Choosing a Proxy Metric from Past Experiments
Nilesh Tripuraneni, Lee Richardson, Alexander D'Amour, Jacopo Soriano, Steve Yadlowsky
TL;DR
The paper tackles the challenge of inferring a long-term outcome in large-scale A/B tests by constructing optimal short-term proxy metrics. It defines proxy quality as a correlation-driven objective that balances latent alignment with the long-term outcome and the experiment's noise level, and then reduces proxy selection to a portfolio-optimization problem over base proxies, with weights that adapt to the experiment's sample size. A hierarchical model denoises historical TE data to estimate latent covariances, which feed the optimization and yield a composite proxy that adapts to noise and improves decisions in new experiments.
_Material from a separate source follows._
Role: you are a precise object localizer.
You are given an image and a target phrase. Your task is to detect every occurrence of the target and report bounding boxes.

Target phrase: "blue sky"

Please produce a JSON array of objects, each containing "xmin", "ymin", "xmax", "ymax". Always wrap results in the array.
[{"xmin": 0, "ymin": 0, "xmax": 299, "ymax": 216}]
Evaluated on 307 real A/B tests from an industrial recommender system, the resulting composite proxy outperforms baselines in proxy score and proxy quality, demonstrating tangible gains in near-term decision-making while accounting for heterogeneity in experimental noise. Overall, the framework provides a principled, data-driven method to replace or augment long-horizon metrics with adaptive, information-rich surrogates that better guide product decisions.
Abstract
In many randomized experiments, the treatment effect of the long-term metric (i.e. the primary outcome of interest) is often difficult or infeasible to measure. Such long-term metrics are often slow to react to changes and sufficiently noisy they are challenging to faithfully estimate in short-horizon experiments. A common alternative is to measure several short-term proxy metrics in the hope they closely track the long-term metric -- so they can be used to effectively guide decision-making in the near-term. We introduce a new statistical framework to both define and construct an optimal proxy metric for use in a homogeneous population of randomized experiments. Our procedure first reduces the construction of an optimal proxy metric in a given experiment to a portfolio optimization problem which depends on the true latent treatment effects and noise level of experiment under consideration. We then denoise the observed treatment effects of the long-term metric and a set of proxies in a historical corpus of randomized experiments to extract estimates of the latent treatment effects for use in the optimization problem. One key insight derived from our approach is that the optimal proxy metric for a given experiment is not apriori fixed; rather it should depend on the sample size (or effective noise level) of the randomized experiment for which it is deployed. To instantiate and evaluate our framework, we employ our methodology in a large corpus of randomized experiments from an industrial recommendation system and construct proxy metrics that perform favorably relative to several baselines.